Il suffit de faire un état des choses : est-ce que les libertés des femmes sont exactement celles des hommes ? Est-ce que la liberté de circulation, l’autonomie en terme économique, les chances, la reconnaissance des compétences et des qualités, l’accès aux responsabilités et aux métiers sont exactement les mêmes ? Est-ce que la parole tribunitienne qui s’élève dans la société et qui porte des idées intéresse toute la société ?

Est-ce que les libertés des femmes sont exactement celles des hommes ? Si la réponse était oui, dans ce cas, il n’y aurait plus rien à faire

Si la réponse était oui, dans ce cas, il n’y aurait plus rien à faire. Mais on en est loin, il y a encore beaucoup de combats à livrer. Il s’agit d’un combat politique au sens noble du terme, et social. C’est aussi un combat de progrès, qui concerne en partie les hommes, parce qu’il leur profite également.

En Tunisie, la question de l’égalité dans l’héritage est un exemple de question assez épineuse, comme dans d’autres pays où les lois se réfèrent à la jurisprudence de l’islam. La laïcité peut-elle aider à la conquête des libertés ?
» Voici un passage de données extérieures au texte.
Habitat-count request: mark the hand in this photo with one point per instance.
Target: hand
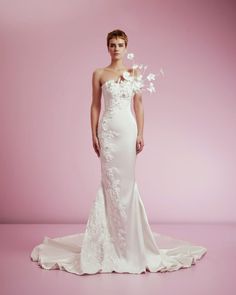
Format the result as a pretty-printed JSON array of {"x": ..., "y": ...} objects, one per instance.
[
  {"x": 96, "y": 145},
  {"x": 139, "y": 144}
]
Il faut bien comprendre ce qu’est la laïcité. Elle doit être entendue comme un principe de concorde, qui établit clairement que quelles que soient nos singularités, nous sommes égaux dans la société en droits, libertés et obligations. La laïcité permet que la société ne se crispe pas sur des singularités, des appartenances ou des différences.
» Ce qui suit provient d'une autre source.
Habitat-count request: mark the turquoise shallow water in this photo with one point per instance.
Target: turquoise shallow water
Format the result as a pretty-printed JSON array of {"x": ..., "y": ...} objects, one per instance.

Ce principe permet de vivre ensemble et de construire ensemble l’avenir de la société. Alors, incontestablement, la laïcité est le socle à partir duquel on peut poser l’égalité de base entre les hommes et les femmes. Quand une société pose clairement l’égalité entre les hommes et les femmes, elle peut comprendre et admettre les égalités dans l’ensemble de la société.

Est-ce que les échanges avec l’Occident peuvent aider les femmes du Sud à mieux appréhender le processus de conquête de leurs libertés ?

Le monde aujourd’hui est à la portée de tout le monde. Même sans voyager, on sait comment vivent les autres ailleurs. Il est facile et souhaitable de regarder du côté des sociétés où les égalités sont inscrites dans la loi. Elles ne s’effondrent pas ; au contraire, elles libèrent une énergie qui ailleurs est neutralisée.

Lorsque les femmes sont considérées comme des sous-citoyennes, qu’elles n’ont pas les mêmes libertés, les mêmes droits ni les mêmes opportunités que les hommes, c’est forcément une part importante de la société qui est neutralisée. Collectivement c’est une perte. Au contraire, lorsque les femmes peuvent apporter leur part dans la société, s’additionner au reste, c’est de l’énergie, de la créativité et de la vitalité en plus.